Юрий Вигорь - Сомнительная версия
— Она мать, — резонно заметил Толька.
— А я отец, — дрожащим от чувства голосом обиженно возразил Василий Петрович. — У меня двое детей, сиротами могли остаться. И как вы вовремя подоспели со своим ужасным кинжалом.
— Это не кинжал, а сабля для рубки кустарника, — с усмешкой пояснил Толька.
— А рана-то кровоточит, — сказал Василий Петрович, бросив взгляд на разодранный рукав Толькиной куртки. — Давайте платком перехвачу.
— Да ладно, обойдется, — усмехнулся Толька.
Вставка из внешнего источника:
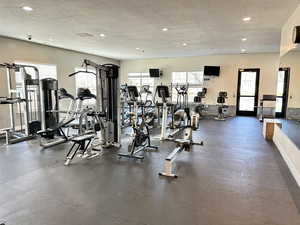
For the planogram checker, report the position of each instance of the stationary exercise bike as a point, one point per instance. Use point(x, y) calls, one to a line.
point(141, 140)
point(222, 108)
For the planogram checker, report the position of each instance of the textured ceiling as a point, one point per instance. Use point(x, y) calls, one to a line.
point(207, 26)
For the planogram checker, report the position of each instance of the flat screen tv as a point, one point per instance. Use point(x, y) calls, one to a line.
point(154, 72)
point(211, 70)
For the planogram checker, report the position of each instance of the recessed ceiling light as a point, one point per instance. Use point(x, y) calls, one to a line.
point(246, 19)
point(27, 8)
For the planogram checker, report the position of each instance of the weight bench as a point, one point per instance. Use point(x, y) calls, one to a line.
point(79, 143)
point(182, 144)
point(50, 133)
point(6, 131)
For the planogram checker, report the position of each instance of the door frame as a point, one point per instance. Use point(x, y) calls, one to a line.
point(248, 113)
point(285, 96)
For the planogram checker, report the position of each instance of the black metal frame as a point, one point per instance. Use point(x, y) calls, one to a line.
point(247, 113)
point(285, 95)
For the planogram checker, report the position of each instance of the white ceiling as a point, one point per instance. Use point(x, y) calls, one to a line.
point(207, 26)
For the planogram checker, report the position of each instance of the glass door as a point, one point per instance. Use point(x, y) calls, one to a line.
point(282, 92)
point(247, 95)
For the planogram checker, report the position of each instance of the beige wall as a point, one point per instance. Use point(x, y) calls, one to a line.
point(287, 32)
point(291, 60)
point(16, 50)
point(268, 63)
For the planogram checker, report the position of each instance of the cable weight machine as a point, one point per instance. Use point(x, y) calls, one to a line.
point(23, 92)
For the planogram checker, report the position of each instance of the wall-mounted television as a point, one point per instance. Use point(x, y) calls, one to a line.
point(212, 70)
point(154, 72)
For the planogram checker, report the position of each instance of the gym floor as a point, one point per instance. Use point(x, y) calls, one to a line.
point(237, 178)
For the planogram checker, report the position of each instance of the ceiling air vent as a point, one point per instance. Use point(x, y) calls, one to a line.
point(85, 35)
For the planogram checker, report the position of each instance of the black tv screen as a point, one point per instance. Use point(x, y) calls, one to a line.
point(154, 72)
point(211, 70)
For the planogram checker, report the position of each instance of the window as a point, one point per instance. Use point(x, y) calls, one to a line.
point(45, 71)
point(193, 79)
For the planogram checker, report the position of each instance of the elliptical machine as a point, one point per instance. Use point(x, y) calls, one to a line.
point(141, 140)
point(198, 100)
point(222, 108)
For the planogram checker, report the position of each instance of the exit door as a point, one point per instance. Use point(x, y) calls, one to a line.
point(247, 92)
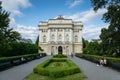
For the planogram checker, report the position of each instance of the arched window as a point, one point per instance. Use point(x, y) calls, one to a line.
point(67, 37)
point(60, 37)
point(52, 37)
point(76, 39)
point(44, 39)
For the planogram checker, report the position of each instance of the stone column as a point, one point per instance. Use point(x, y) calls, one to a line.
point(63, 35)
point(40, 35)
point(80, 36)
point(49, 35)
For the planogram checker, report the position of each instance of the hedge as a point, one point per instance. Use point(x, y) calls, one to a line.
point(59, 56)
point(56, 72)
point(6, 59)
— Ну терпите. Нам уже недолго осталось идти. Вы, Анатолий, из лесничества?
— Из лесоустроительной экспедиции.
— Выходит, вы здесь вроде как в командировке?
— Наш лагерь в десяти километрах отсюда. Пятеро нас, и у каждого свой участок. Закончим здесь — перекинут куда-нибудь еще.
— А как же семья, дом?
— А вот он, мой дом, — кивнул Толька на лес и широко улыбнулся. — Лесной санаторий. Я здесь, можно сказать, лечусь.
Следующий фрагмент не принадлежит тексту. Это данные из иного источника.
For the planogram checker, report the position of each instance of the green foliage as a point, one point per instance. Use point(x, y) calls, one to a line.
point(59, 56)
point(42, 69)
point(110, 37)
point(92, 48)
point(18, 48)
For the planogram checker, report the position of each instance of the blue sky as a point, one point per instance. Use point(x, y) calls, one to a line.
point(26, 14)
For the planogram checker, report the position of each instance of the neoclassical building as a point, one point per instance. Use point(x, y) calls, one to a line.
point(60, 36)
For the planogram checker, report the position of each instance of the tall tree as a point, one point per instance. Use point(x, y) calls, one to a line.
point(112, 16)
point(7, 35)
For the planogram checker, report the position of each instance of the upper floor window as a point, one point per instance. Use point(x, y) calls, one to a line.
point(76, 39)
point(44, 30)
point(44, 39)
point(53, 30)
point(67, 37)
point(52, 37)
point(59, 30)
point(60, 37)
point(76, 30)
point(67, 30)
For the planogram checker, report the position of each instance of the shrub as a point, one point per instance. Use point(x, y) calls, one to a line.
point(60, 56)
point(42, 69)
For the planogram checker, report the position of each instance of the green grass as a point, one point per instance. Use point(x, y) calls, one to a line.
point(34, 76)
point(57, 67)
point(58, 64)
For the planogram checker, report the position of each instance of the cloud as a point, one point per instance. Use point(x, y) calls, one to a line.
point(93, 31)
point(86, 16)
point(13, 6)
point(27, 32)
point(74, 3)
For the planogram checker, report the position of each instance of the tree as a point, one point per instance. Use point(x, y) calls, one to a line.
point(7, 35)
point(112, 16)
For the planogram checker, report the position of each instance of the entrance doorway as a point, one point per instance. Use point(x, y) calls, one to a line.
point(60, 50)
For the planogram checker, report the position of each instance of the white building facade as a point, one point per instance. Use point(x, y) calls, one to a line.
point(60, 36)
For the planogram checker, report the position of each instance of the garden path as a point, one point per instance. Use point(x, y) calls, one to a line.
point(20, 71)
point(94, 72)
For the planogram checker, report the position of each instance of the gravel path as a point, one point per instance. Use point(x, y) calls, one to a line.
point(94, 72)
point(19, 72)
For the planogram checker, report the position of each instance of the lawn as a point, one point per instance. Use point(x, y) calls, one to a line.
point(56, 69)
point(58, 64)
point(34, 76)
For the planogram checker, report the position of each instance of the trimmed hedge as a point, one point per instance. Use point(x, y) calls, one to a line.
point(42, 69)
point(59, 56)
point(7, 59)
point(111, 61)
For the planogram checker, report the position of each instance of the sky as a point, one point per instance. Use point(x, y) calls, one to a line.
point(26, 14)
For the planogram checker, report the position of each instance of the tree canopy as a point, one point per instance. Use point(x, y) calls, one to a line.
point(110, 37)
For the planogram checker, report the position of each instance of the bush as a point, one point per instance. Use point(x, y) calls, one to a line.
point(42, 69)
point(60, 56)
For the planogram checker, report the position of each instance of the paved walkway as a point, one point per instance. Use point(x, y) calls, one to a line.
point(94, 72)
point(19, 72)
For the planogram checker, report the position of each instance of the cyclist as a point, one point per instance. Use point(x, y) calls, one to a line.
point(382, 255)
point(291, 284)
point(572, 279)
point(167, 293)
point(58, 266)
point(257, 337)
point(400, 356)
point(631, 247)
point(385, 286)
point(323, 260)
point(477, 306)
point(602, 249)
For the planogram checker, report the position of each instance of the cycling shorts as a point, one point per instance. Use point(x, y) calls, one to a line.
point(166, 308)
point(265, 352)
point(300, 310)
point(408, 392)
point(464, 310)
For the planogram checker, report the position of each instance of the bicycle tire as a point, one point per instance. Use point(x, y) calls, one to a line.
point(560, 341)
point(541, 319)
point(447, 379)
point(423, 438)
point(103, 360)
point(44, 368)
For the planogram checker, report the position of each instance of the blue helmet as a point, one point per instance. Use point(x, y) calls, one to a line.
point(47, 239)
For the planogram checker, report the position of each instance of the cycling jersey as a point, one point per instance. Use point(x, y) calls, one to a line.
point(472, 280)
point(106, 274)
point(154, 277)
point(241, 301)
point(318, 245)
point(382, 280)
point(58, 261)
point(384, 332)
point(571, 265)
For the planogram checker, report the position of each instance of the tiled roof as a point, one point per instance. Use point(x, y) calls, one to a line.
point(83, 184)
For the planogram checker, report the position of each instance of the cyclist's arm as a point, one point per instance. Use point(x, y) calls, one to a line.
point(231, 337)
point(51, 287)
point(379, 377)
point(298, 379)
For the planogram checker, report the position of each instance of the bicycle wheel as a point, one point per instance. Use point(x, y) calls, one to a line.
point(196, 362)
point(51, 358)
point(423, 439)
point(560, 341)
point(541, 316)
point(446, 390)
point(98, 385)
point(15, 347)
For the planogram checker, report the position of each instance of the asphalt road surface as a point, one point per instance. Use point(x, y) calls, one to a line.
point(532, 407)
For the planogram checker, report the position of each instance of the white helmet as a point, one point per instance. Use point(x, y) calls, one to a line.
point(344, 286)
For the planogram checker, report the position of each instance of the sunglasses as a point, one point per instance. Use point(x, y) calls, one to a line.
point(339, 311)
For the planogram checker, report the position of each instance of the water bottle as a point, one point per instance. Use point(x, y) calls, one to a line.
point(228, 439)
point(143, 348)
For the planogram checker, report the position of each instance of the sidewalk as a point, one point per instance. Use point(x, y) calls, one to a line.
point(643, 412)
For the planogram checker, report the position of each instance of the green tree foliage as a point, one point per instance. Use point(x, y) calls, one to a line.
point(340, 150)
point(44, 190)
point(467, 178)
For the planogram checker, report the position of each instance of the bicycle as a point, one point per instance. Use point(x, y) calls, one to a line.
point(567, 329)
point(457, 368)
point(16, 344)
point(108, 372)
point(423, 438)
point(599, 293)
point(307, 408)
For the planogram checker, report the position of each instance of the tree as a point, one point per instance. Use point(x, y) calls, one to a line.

— Вы что же, легочник? — деликатно, с сочувственной мягкостью в голосе поинтересовался Василий Петрович и окинул взглядом высокую сутулую Толькину фигуру.
— Алкаш я, никакой не легочник, — засмеялся Толька. — Работал в Калинине на автомеханическом, пил, случалось, прогуливал после пьянок. Уволили по статье. А куда с такой записью возьмут? Надоумил один хороший человек пойти в лесоустроительную экспедицию. Сюда всяких берут. Нехватка кадров. Вот третий год работаю. Прошлый год был в тайге у Нижней Тунгуски. Красотища там. Да разве расскажешь словами, что такое тайга? Я по ней, матушке, скучаю. Затягивает она наподобие алкоголя. А пить я бросил, второй год, как завязал. До ближайшей деревни топать за водкой столько, что самого себя проклянешь, пока назад доберешься. А хоть и напьешься, так попробуй прошагай потом с похмелки на свой участок десяток километров по лесу. Вспотеешь. Да и работать невозможно: «Дэта» мешается с потом, ест глаза. Я раз с похмелья стал дерево рубить — чуть не придавило.
— Известное дело, какие мысли в одурманенной голове, тут уж не до работы, — поддакивал Василий Петрович. — Да и вот сегодня, к примеру, разве с похмелья могли бы вы сдюжить с медведицей?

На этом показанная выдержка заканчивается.